Another study [39], also based on the SEER database, reported an RR attributable to RIT of 1.12 (95 % CI 1.01–1.25); this was obtained by evaluating 27,775 DTC patients surviving at least 5 years after first diagnosis, 10,904 of whom (39 %) were treated with 131I.

Conclusions

How should these data affect clinical practice?

First of all, available experimental studies, albeit of limited statistical power and quality, conclude that RIT of DTC can induce SPMs; this may be considered a predictable conclusion, both on theoretical grounds, and in view of data gathered in different settings, such as that of atomic bomb survivors [13, 35, 36].

Second, this risk is rather lower or comparable than that seen with other cancer treatment modalities, such as chemotherapy and external beam radiotherapy, which are also associated with the induction of SPMs [40]. An overall RR of induced leukemia of around 3–4 or more has been reported for chemotherapeutic drugs used to treat Hodgkin and non-Hodgkin lymphomas. External beam radiotherapy can also induce SPMs, even though the risk of leukemia is considerably smaller after radiation than after chemotherapy.

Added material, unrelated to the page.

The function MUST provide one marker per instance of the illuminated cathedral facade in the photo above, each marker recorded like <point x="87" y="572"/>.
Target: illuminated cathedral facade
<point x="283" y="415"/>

Third, it is probable that radioiodine increases the risk of leukemia and it is possible that it induces SPMs in some organs where radioiodine accumulates or transits, such as the salivary glands and gastrointestinal tract [36, 37]. Hydration of patients, use of sialagogues and laxative agents, and treatment in euthyroid state after administration of rhTSH (Thyrogen®) are methods that can decrease exposure of such organs [4].

Fourth, it is not known whether the risk is increased only for high cumulative administered activities of radioiodine or also for single administrations of lower activities, nor has the actual risk in children and adolescents been estimated [41].

In conclusion, RIT of DTC can be defined a safe therapy, but the process of justification of treatment must be performed particularly meticulously in those cases in which the benefit of the treatment will be small or doubtful. Optimization of treatment can help to reduce exposure of non-target tissues. In this area, individualized dosimetry might make it possible to obtain, with a single administration, outcomes similar to or better than those obtained with multiple administrations of fixed activities of radioiodine, thereby decreasing both cumulative activities and actual radiation doses to critical organs [42, 43].